PBOTers are used being in a sour mood during budget season, but this move by Wheeler has likely taken things to a whole new level. Not only is it coming very late in the budget process, but the parking rate increase has already been approved by council (Wheeler himself voted for it). Adding to PBOT’s likely frustration is that their research shows people wouldn’t even notice the higher parking price. Based on a March 2023 PBOT survey of people parking downtown, only 4% of people said cost influenced their decision to drive and 82% didn’t even know the price before leaving home. 94% of folks who took the survey said even if they knew the price they’d still choose to park. “This data indicates to us that the price of parking is not influencing people’s decision to drive and park on downtown streets,” Wasiak said Friday.
But despite PBOT’s pleas, politics might trump parking policy.
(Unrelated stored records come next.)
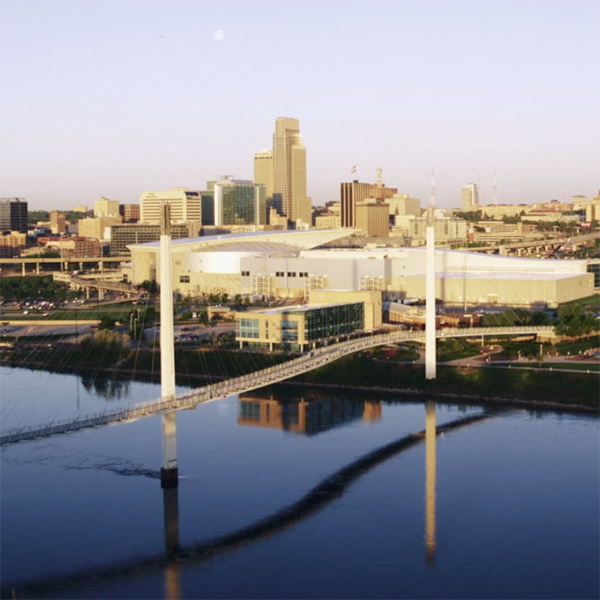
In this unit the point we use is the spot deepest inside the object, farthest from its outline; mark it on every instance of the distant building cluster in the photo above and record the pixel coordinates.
(271, 250)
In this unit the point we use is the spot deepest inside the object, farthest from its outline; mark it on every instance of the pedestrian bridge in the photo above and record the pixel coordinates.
(245, 383)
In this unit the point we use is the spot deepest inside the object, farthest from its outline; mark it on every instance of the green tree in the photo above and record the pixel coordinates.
(574, 320)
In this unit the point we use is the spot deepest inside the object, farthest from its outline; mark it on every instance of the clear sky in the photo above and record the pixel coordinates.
(113, 97)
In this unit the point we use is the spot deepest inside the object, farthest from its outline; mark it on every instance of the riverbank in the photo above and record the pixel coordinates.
(554, 390)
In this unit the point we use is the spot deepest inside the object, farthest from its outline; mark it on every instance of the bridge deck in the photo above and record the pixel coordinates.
(252, 381)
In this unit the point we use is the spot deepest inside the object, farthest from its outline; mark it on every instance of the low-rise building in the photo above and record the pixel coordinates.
(298, 328)
(12, 243)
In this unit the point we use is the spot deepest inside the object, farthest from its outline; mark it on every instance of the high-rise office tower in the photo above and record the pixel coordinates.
(106, 208)
(263, 170)
(57, 221)
(185, 206)
(350, 194)
(238, 202)
(13, 214)
(469, 198)
(289, 171)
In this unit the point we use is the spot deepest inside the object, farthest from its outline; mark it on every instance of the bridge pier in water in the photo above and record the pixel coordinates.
(169, 473)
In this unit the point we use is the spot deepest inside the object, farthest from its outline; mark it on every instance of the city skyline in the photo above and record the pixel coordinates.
(124, 98)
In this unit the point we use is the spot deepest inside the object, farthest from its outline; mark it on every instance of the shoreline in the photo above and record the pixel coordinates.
(466, 397)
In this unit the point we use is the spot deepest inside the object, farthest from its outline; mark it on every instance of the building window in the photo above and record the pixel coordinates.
(249, 328)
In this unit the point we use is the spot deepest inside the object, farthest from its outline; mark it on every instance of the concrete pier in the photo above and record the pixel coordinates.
(168, 473)
(430, 344)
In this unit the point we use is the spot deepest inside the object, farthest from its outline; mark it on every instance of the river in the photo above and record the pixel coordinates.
(500, 507)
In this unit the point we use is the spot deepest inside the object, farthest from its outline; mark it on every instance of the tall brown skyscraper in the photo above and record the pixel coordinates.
(289, 172)
(350, 194)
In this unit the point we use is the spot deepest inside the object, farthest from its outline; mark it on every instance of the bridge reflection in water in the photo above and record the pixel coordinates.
(306, 416)
(175, 557)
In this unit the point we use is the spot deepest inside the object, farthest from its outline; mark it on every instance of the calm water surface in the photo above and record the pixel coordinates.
(505, 507)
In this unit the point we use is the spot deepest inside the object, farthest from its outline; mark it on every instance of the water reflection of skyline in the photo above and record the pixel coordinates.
(304, 416)
(174, 556)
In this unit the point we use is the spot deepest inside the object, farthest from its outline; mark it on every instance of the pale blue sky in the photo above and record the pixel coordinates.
(111, 98)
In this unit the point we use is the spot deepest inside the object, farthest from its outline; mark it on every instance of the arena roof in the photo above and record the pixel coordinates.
(301, 239)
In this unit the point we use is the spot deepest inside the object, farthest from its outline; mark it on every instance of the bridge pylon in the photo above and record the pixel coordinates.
(169, 473)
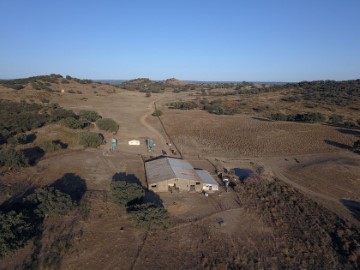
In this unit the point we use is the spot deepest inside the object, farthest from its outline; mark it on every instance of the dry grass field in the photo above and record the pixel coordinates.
(295, 217)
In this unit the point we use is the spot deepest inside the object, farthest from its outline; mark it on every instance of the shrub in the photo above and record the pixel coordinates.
(49, 201)
(12, 158)
(157, 113)
(90, 116)
(73, 123)
(14, 232)
(335, 119)
(125, 193)
(91, 139)
(107, 124)
(149, 216)
(22, 138)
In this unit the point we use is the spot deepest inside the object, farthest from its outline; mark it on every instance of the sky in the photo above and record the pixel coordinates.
(224, 40)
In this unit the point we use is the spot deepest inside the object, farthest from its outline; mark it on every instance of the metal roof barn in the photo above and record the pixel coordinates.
(171, 174)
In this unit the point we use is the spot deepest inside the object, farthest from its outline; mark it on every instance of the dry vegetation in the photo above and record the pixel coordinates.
(264, 224)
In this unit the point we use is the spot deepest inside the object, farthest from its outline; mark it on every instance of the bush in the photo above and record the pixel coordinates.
(73, 123)
(107, 124)
(49, 201)
(91, 139)
(22, 138)
(125, 193)
(149, 216)
(12, 158)
(335, 119)
(90, 116)
(157, 113)
(14, 232)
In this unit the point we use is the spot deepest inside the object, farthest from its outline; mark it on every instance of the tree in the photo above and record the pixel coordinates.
(124, 193)
(74, 123)
(90, 116)
(14, 232)
(91, 139)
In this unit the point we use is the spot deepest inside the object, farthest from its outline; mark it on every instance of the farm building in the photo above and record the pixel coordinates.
(171, 174)
(209, 183)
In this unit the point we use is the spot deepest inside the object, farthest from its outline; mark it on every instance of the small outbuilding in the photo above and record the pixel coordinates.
(209, 183)
(134, 142)
(171, 174)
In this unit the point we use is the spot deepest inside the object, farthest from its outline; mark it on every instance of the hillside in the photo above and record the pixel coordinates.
(65, 195)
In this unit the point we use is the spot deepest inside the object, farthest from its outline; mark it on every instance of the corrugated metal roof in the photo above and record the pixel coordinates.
(167, 168)
(206, 178)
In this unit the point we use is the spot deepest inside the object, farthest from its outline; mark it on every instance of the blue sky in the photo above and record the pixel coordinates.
(252, 40)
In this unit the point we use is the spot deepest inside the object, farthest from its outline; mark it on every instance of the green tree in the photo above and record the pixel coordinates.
(91, 139)
(14, 232)
(12, 158)
(73, 123)
(335, 119)
(124, 193)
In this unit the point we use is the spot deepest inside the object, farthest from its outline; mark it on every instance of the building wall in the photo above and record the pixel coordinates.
(183, 185)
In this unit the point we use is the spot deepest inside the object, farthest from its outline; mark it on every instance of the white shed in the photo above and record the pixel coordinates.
(134, 142)
(209, 183)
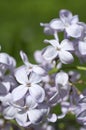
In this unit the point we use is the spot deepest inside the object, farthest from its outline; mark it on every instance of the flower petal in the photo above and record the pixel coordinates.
(19, 92)
(52, 117)
(65, 16)
(21, 119)
(35, 78)
(57, 24)
(49, 53)
(67, 45)
(82, 48)
(74, 30)
(30, 102)
(9, 112)
(35, 116)
(37, 92)
(61, 78)
(65, 57)
(21, 75)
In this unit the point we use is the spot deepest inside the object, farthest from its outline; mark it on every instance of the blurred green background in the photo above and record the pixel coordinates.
(20, 22)
(20, 25)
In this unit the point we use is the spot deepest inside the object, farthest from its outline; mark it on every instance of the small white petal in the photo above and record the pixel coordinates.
(30, 102)
(35, 78)
(37, 92)
(35, 116)
(57, 24)
(82, 48)
(74, 19)
(50, 53)
(37, 69)
(65, 15)
(24, 57)
(21, 75)
(61, 78)
(52, 117)
(67, 45)
(9, 112)
(19, 92)
(21, 119)
(54, 43)
(65, 57)
(74, 30)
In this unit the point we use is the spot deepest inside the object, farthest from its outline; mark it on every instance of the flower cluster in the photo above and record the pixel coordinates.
(29, 93)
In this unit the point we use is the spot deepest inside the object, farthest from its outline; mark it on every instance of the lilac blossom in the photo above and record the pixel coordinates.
(61, 51)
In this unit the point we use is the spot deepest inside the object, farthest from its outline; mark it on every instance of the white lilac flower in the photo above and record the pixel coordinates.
(82, 43)
(7, 60)
(31, 67)
(32, 113)
(74, 76)
(61, 50)
(28, 82)
(67, 22)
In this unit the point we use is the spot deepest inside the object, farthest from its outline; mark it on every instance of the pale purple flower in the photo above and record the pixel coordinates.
(31, 67)
(7, 60)
(61, 51)
(67, 22)
(28, 82)
(32, 113)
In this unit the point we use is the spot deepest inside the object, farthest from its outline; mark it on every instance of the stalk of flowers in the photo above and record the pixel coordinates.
(29, 93)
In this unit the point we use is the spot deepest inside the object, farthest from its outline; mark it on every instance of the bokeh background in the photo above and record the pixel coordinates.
(20, 29)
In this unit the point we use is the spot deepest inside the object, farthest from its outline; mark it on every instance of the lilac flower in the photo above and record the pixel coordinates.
(62, 51)
(31, 67)
(68, 23)
(28, 82)
(7, 60)
(32, 113)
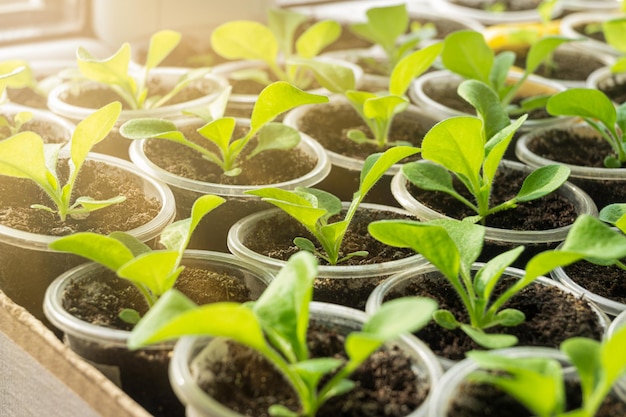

In the past week as Wheeler has sought attention for wanting to reduce Portlanders’ “collective tax burden,” he’s made the argument that people have historically been willing to pay more to live here. “What we’re hearing is about the value proposition,” Wheeler said Friday. “Portlanders… support a myriad of taxes and fees on themselves provided they feel that they are getting the value in return.”
“And during this challenging time in our city’s history, I think we can all agree with a degree of honesty and self-reflection that people don’t see the same value that perhaps they did.”
Wheeler’s not wrong in that assessment; but he should acknowledge that he’s been mayor since 2017 and the value many people used to see in this city has been winnowed to almost nothing. Now he’s trying to make things better by cutting taxes and asking his fellow commissioners to pay a very steep price, “give the programs that we’ve invested in time to show their worth to the public.”
For his part, Commissioner Mapps made it clear Friday he disagrees with Wheeler. “I think the proposal to freeze utility rates and forego the parking revenue increase are, really, frankly disastrous and unwise.” But Mapps said he would be willing to consider a rate freeze on transportation system development charges (SDCs). That move would result in a $400,000 cut to projects PBOT already has planned in the coming year.